Last week, the question unsurprisingly popped up on the extremely useful LinkedIn Intranet Professionals forum. There has been a rich set of responses so far, including some healthy scepticism about the fundamental value of enterprise social. I encourage you to see the ongoing exchange in it's entirety. For the sake of the Forrester blog audience, here is a slightly modified version of my LinkedIn response.
Stop me if you've heard this one before . . . but think about Babe (Universal, 1995). Contrary to all tradition and expectation, Babe the pig becomes really good at helping Farmer Hoggett herd sheep. It's fantastic! A huge success!

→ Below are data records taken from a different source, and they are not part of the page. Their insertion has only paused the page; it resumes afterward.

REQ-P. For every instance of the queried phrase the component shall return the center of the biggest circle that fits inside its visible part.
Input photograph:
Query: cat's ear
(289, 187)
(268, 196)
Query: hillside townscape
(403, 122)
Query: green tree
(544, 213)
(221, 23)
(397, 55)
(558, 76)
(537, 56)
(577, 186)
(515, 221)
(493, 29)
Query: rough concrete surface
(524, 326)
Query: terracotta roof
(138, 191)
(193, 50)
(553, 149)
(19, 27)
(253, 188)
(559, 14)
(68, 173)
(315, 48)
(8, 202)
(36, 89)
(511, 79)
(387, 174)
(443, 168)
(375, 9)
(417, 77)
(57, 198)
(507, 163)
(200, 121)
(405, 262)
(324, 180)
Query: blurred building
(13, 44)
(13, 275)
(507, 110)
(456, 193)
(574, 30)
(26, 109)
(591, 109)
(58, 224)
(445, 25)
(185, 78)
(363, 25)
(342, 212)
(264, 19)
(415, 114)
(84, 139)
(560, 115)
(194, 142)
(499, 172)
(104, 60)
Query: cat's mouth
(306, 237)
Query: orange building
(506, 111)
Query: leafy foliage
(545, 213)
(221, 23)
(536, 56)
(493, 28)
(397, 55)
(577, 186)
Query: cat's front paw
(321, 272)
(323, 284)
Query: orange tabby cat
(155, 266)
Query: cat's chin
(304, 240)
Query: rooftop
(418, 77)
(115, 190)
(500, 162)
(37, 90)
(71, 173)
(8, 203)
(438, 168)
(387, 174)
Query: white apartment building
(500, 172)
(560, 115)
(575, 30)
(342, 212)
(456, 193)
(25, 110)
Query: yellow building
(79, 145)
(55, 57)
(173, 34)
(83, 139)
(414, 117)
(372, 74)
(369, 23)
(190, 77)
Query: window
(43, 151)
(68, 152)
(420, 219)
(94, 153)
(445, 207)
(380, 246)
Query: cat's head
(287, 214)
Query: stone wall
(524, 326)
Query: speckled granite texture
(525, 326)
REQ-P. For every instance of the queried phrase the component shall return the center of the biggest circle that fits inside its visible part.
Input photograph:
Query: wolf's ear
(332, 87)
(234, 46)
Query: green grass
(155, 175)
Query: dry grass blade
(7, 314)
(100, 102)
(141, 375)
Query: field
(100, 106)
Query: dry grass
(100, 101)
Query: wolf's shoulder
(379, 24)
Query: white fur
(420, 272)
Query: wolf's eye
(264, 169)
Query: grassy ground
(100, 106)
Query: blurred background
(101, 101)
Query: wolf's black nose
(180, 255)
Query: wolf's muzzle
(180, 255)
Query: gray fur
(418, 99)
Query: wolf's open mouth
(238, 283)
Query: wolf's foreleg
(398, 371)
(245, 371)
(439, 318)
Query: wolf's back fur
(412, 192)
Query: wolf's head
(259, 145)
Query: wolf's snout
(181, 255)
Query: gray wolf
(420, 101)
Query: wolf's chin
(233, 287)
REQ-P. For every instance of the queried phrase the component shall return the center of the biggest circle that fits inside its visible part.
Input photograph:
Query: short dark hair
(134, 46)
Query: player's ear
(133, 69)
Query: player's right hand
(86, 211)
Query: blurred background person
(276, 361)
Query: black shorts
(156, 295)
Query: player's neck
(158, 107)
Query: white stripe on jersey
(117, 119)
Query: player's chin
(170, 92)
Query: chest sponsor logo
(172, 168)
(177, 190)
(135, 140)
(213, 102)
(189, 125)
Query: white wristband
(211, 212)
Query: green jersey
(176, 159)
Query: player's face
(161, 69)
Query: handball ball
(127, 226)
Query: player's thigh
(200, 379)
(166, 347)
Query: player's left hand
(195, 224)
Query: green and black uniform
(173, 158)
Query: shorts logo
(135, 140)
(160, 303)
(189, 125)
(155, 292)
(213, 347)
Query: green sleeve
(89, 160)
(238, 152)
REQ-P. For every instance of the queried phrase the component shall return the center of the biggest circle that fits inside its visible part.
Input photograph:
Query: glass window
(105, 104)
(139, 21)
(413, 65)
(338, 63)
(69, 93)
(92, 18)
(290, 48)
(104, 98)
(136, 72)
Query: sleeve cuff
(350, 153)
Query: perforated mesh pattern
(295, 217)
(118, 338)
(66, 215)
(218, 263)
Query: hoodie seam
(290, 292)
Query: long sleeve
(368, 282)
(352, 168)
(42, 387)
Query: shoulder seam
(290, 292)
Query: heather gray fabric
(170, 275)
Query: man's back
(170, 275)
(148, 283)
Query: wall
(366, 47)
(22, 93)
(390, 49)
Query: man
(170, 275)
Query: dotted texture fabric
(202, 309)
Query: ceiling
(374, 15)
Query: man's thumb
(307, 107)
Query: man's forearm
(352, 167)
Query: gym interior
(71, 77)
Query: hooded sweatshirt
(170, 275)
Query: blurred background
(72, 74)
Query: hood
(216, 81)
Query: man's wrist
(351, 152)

But there's no inherent value in herding sheep. You don't herd sheep for the sake of having well-herded sheep -- you do it because having the sheep where you want them when you want them there makes it easier and more efficient and more productive to extract value from the sheep. (Such as shearing them, or . . . other ways of extracting value.)
How does this apply to promoting the use of social tools? Same thing, but with fewer talking farm animals. In short, with enough effort and clever change management, you might overcome workplace traditions and achieve significant adoption of enterprise social practices. But there's no inherent value in using social tools. In fact, there's evidence that being social and collaborative in the wrong context can be actively unproductive.
The question is always: How does this activity create value? From the organization's perspective, this boils down to how does it create business value by, for example, making an R&D cycle shorter, a sales effort more likely to win, a marketing campaign more effective, etc. If you identify those impacts, then you can market them internally at the division or team level: Use these social tools, because we know and can prove they will make your work more successful.
Finally, this trickles down to the personal level, if an individual employee can see that being social makes a difference in the things that motivate them at work -- whether that is meeting a sales goal, learning a skill, building a better network, or whatever. The hard part is that these motivational triggers vary a lot and are not easy to identify. (Unless you create a meaningful trigger by, for example, building social activities into every employee's bonus plan.)
Also, I think it's important that employees can see these effects at work. It's not enough to be told that, in theory, being social is useful. You want to be able to point to people who actually did engage in the social practices you want to encourage and as a result actually did enjoy some identifiable benefit.
Finally, as one of my colleagues likes to say, at the end of the day (literally), what really motivates employees is getting out of the office a few minutes earlier and spending a little more time with their kids/spouses/friends/dogs/talking pigs. If writing in the company wiki or replying to a blog appears to mean only that I have to spend even more time at work, the social initiative is probably doomed.
How are you putting social and collaboration to work in your organization?
(P.S. - In the movie, herding sheep well did have inherent value -- but only in the context of a herding contest.)